Despite this undergraduate experience, Aleix is a big fan of linear methods, because, he points out, they are much more intuitive than non-linear ones. I can testify to this-- I was able to follow (most) of the math, after taking a reasonable class in linear algebra. I'm not confident that I would have the same understanding if the topic was non-linear methods. I need to brush up on my statistics, though.

Anyway, he presented some nifty methods of enhancing LDA. Apparently the main thrust of LDA is that we would like to know which dimensions in our n-dimensional dataset are "the important dimensions." The important dimensions are the one that can distinguish data points from one dataset from those of another. The implicit assumption here, of course, is that there are such dimensions. Apparently plain vanilla LDA can become confused by certain datasets, and produces an incorrect result. His method involves deciding if LDA would become confused, and if so, partitioning the datasets. Man, I hope I got that right! There's probably some details I'm missing or getting wrong.

I hope I didn't stand out too much at the talk. It was a pretty small audience, and the posted date was early by 10 minutes, so I ended up coming too early. I think they would probably just assume that I'm an undergraduate, though. Which is pretty much correct.

Anyway, it was an interesting talk. I thought Aleix was pretty down-to-earth, despite the complexity of the topic involved. And as any EE student knows, linear methods are still worthy of respect, even in this day of desktop supercomputers.

He mentioned that his current funding is coming from the NIH. Maybe there's some overlap with all the biotechnology stuff that's been going on. I've been hearing that biotechnology is going to be huge in the future. I guess with our aging population, and increasing standard of life... Definitely worth thinking about. Also, I'm going to grab some stats books next time I visit the library. I need to get at least Gaussians down cold.

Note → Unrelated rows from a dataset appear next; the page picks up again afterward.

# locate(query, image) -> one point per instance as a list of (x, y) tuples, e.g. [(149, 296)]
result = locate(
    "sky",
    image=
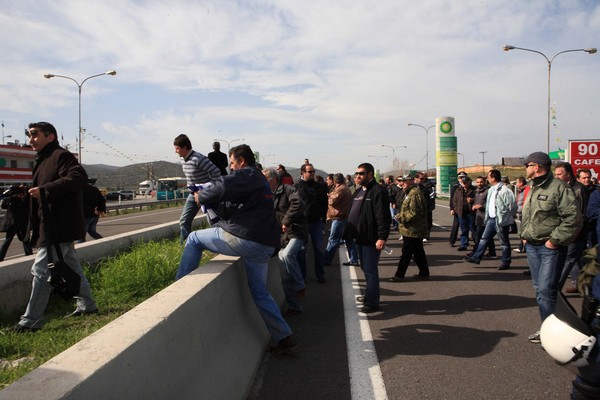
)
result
[(336, 81)]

Edit: Arthur pointed out to me that in image processing, image data is generally expressed as a vector, not as a matrix.

2006-04-01

I recently read a long discussion about garbage collection in C++.

It's an interesting discussion to me, because I thought most experts already agreed that C++ was extremely hostile to garbage collection. And most of the C++ programmers involved in the thread seem to be at least a little bit skeptical. Possibly some of them take pride in being skillful enough to "manage their own memory"-- unflattering comparisons to Java were common.

Driving the discussion were the noted C++ expert Herb Sutter and a grad student named Andrei Alexandrescu. It was funny to see them sparring with some of the old-line C++ programmers like Jeremy Coffin.

One behavior that C++ has now which is kind of desirable is that the destructor for objects is called just as soon as the object goes out of scope. This makes it possible to use objects to manage scarce resources like network connections or mutexes, which you want to release as soon as you are done using. In most garbage collected languages, you do not have a good idea of when the "finalizer" (that's what the destructor is called in these languages) will be called, so you can't really use this "resource allocation is initialization" idiom as much.

I think C# has the best of both worlds, since it allows the programmer to specify this behavior for certain objects declared on the stack if he wants. I should check out C# some time-- it really has a lot of nice features, from what I hear.